I stand before two large 'tumuli' at the southern end of the spit - the Labs - metal constructs and piping 'growing' out of their inland facing edges, wide concrete mouths at the other, screaming out to sea - these lead on to the 'pagoda' buildings, the test chambers (Labs 4 and 5) that look like square mushrooms and are the trademark silhouettes of the Ness - the earth and shingle pitted and undulating as if given way deep beneath during test explosions - stray metal objects, some a livid red in their rusting, are scattered and so twisted, spelling out words in new languages: cuneiforms, ciphers (to the gods of war looking down, waiting for the correct plea to come through?) - the whole spit is so unearthly and desolate, dramatic, surrounded by the sudden horizon line to nothingness - the dry, burning sky above, the harsh scrub and blistered sand and shingle make me lose track of my location, the eye has little to corroborate distance so all distances become one and the same, the pervading sense of being in a desert broken only by the sinister and apocalyptic traces of man -

Then a singing note comes on the wind, rising and falling in odd harmony, a thrumming deep inside the air itself and I am baffled as to its source - sitting in the Bomb Ballistics Building, looking out through the observers window across the striated shingle that runs to the sea - and that song just rises from nowhere, pitch perfect - I suspect it is the force of the wind running through some material in the building itself, the metal struts maybe, vibrating at a magical frequency and becoming a constant hum - or maybe, just maybe, it is the undetermined noise that stopped Cobra Mist?

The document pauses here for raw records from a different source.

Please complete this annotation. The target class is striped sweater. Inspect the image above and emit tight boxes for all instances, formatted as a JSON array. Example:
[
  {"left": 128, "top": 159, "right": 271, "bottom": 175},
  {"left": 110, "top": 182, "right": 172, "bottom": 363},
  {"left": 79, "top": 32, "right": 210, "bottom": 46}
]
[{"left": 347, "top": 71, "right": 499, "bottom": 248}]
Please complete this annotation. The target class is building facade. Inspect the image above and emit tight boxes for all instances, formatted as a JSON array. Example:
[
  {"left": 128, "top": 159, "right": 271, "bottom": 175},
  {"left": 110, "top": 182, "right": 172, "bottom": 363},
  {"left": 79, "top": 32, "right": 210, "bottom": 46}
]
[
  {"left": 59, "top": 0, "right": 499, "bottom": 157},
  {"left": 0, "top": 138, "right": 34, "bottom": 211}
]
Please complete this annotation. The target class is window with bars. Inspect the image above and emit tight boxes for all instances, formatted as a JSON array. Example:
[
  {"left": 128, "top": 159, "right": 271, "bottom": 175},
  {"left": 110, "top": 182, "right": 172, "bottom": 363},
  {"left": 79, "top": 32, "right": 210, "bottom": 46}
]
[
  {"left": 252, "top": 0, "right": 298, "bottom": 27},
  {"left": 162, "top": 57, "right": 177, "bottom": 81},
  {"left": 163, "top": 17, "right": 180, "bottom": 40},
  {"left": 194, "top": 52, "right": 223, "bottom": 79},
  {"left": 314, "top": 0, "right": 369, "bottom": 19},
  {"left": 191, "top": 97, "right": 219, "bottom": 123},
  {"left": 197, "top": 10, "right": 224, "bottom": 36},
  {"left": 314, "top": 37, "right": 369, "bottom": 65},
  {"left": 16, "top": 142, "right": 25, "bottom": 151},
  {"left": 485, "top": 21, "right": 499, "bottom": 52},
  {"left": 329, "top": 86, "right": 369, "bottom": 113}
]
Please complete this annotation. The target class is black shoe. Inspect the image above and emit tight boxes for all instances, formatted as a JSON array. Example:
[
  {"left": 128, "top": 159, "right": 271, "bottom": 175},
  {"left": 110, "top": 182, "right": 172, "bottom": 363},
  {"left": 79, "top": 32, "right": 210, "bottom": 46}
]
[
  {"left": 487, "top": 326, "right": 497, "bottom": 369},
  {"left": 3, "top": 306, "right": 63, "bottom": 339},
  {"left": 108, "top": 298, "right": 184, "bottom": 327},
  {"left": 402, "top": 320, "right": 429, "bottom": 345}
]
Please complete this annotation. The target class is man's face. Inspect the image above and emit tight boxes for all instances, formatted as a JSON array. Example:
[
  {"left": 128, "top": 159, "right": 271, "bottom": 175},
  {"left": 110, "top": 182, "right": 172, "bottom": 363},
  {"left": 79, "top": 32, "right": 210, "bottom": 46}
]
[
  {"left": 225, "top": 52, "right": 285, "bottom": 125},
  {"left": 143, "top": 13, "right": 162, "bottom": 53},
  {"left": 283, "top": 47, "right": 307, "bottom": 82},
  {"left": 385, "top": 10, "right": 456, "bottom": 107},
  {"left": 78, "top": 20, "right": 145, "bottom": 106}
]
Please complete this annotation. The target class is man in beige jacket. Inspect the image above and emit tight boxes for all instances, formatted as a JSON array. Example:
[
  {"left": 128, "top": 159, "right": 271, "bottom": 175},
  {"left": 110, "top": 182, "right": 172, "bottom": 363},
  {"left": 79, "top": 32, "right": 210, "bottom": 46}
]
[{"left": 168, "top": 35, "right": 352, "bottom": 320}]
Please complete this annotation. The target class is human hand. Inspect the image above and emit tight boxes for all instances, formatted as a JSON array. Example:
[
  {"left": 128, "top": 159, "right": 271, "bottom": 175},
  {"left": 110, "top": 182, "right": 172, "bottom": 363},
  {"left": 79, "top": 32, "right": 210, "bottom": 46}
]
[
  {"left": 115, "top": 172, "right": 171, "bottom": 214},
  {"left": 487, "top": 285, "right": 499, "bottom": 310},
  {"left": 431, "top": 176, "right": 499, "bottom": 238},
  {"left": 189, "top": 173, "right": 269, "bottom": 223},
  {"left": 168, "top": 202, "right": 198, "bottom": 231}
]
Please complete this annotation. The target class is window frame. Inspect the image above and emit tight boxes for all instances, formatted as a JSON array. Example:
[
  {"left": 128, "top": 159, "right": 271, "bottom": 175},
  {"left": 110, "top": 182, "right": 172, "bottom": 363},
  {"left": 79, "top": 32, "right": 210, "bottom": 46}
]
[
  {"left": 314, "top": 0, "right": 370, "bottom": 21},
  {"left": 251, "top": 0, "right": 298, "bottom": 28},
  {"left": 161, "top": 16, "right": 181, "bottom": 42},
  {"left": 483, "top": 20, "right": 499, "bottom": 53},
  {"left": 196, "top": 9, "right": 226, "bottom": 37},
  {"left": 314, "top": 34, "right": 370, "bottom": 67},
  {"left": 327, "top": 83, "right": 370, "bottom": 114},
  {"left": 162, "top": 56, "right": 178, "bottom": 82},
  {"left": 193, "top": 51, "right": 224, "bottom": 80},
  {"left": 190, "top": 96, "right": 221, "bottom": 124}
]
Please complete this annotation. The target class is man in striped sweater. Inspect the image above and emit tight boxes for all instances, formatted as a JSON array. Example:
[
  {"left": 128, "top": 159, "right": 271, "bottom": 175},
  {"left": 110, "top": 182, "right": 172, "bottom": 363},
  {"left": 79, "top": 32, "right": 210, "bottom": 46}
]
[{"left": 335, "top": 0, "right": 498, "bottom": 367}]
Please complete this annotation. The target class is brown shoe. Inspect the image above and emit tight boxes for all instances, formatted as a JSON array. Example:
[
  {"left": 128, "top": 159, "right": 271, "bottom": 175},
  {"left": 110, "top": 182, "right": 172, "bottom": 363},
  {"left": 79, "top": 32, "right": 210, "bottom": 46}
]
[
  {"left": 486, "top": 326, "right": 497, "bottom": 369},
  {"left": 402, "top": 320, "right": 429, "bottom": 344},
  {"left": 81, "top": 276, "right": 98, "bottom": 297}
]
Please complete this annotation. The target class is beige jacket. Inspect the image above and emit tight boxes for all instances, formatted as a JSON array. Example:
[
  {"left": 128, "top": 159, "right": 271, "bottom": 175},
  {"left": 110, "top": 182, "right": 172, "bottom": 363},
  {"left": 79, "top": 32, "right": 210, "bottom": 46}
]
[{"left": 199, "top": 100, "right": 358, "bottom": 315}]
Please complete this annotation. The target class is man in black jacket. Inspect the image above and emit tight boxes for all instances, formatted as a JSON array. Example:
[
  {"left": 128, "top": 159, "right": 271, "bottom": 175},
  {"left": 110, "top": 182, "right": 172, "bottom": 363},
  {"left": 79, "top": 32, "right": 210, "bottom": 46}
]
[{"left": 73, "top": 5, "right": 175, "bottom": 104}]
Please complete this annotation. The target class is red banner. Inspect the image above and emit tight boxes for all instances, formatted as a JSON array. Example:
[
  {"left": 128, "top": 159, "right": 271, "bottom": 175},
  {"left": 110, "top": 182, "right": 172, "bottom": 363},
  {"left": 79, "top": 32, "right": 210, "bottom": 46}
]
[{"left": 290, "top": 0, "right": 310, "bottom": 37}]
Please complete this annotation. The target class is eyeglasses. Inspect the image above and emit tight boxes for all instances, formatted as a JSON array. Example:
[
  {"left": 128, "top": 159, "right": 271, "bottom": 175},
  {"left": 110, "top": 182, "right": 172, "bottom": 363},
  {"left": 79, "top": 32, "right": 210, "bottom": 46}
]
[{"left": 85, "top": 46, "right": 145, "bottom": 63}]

That the earth itself began to sing as defence, protection? Or maybe it is simply the background hum the universe makes which even the US military could not reckon with. I'd like to think so. Here where the view out to bomb impact sites is bleached by the overwhelming daylight, where kine-theodolites recorded the descent of freshly dropped bombs into the ocean - I'd like to think it took nothing more than simple music to stop the arrogant Argonauts of progress -

Up on the roof there is a large, heavy set of viewing glasses mounted on a steel podium - their lenses are tinted and aged now so that when one looks through them they add a kind of puce yellow tint to the view; and gazing at the two 'pagodas' this lends them an added hint of post-apocalyptic nightmare; that the light of the sun has become semi-obscured by risen dust-clouds of atomic explosions and fallout, and all beneath is subsumed by heat and dry dust, of the earth trying to come to terms with its own radical demise and struggling, sick, yellow -

Down on the beach, detritus collects at the high tide mark, a line of blackened seaweed marking the furthest point inland that the water gets and among it a multitude of artifacts brought here by the deep currents out in the North Sea and thrown up onto the land:

faded pink plastic sunscreen and baby oil bottles;
yellow plastic spades;
red 'Prince' cigarette packets with health warnings in Russian or Polish;
yellow hard hats;
shoes, sandals, trainers - always in singles, never in pairs, and totally forlorn, hinting at some watery demise;
wire mesh and netting in all shades of azure blue and stinking of the sea;
and a brown leather glove giving the shoreline the finger -

Lost histories - fresh journeys passing.